Las fotografías que había encontrado en el escondrijo secreto de Svedberg eran decisivas, pero no habría sabido decir con exactitud por qué. De lo que sí estaba seguro era de que el desasosiego y el miedo que lo habían invadido con anterioridad, y que sólo habían sido un vago presentimiento, lo asaltaban ahora con toda su intensidad. Un caso que, en realidad, no había llegado a serlo —el de los tres jóvenes desaparecidos a los que se suponía de viaje por Europa— de repente se entrelazaba con el más grave caso de asesinato al que la policía de Ystad se había enfrentado jamás.
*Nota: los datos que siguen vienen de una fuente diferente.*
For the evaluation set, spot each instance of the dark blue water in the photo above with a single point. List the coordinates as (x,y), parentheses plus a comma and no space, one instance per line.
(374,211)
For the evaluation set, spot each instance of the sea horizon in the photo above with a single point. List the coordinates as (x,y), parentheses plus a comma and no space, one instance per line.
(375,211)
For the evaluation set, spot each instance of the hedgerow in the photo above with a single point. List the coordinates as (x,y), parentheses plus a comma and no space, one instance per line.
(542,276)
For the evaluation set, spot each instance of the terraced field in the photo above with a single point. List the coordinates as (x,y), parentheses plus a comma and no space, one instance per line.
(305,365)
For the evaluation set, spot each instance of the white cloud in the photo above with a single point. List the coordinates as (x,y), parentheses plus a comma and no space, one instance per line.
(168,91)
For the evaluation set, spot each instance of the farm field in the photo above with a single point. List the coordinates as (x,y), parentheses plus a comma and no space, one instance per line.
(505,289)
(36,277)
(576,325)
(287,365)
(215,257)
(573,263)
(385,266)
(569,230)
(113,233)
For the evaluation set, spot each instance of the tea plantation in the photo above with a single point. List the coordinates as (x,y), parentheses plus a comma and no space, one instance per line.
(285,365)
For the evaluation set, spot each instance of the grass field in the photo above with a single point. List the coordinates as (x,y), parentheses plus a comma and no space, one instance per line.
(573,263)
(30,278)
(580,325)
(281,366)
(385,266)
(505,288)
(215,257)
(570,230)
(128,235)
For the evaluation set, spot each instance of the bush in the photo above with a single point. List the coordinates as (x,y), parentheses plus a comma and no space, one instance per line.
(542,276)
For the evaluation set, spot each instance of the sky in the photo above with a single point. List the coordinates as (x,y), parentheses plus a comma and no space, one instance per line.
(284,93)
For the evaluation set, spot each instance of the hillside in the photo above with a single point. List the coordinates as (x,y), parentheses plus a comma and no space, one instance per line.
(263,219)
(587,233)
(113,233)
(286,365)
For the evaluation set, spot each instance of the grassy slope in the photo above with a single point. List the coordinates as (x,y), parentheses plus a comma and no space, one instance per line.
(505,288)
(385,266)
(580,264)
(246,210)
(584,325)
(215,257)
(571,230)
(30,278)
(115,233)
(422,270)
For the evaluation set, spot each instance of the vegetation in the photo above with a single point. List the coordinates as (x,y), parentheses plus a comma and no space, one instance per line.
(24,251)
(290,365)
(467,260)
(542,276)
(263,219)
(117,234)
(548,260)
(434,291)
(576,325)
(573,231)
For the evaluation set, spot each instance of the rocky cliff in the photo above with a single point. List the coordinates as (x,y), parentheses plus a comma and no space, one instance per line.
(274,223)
Uno de ellos, uno de sus propios colegas, había sido asesinado. Muchas ideas, todas ellas desconcertantes, confusas y contradictorias, habían acudido a su mente desde que descubrió las fotografías, hacía ya unas horas. Sabía que había dado con una pista decisiva, pero ignoraba cómo utilizarla para que de verdad lo fuera.
¿De qué le hablaban, en realidad, aquellas fotografías? La de Louise era en blanco y negro; la de los jóvenes, en color. Ninguna llevaba la fecha impresa en el reverso. ¿Quería eso decir que las habían revelado en un laboratorio particular? ¿O había acaso estudios de revelado que no estampaban la fecha en sus trabajos? Por otro lado, el formato era normal. Se preguntó si las habría tomado un profesional o si, por el contrario, eran la obra de un aficionado. Sabía, por propia experiencia, que las fotografías reveladas en casa podían quedar algo abombadas. No eran pocas las preguntas que suscitaba el hallazgo, y comprendía que no era capaz de responder a ninguna con total seguridad. Asimismo, había estado pensando en los estados de ánimo que se desprendían de las fotografías. Creía poder partir de la base de que no las había tomado la misma persona. ¿Había sido el propio Svedberg quien había fotografiado a Louise? La mirada de ésta no desvelaba ningún sentimiento o emoción. También la de los jóvenes era difícil de definir. No parecía tratarse de una composición artificiosa, no estaban posando. Tal vez lo más importante era que todos estaban en la foto. Alguien había echado mano de la cámara, les había llamado la atención y había pulsado el disparador. Se le ocurrió que, en algún lugar, podía haber más fotografías; que la que tenía ahora delante, la de los jóvenes, formaba parte de toda una serie de fotografías de ambiente festivo. Pero, de ser así, ¿dónde estarían escondidas?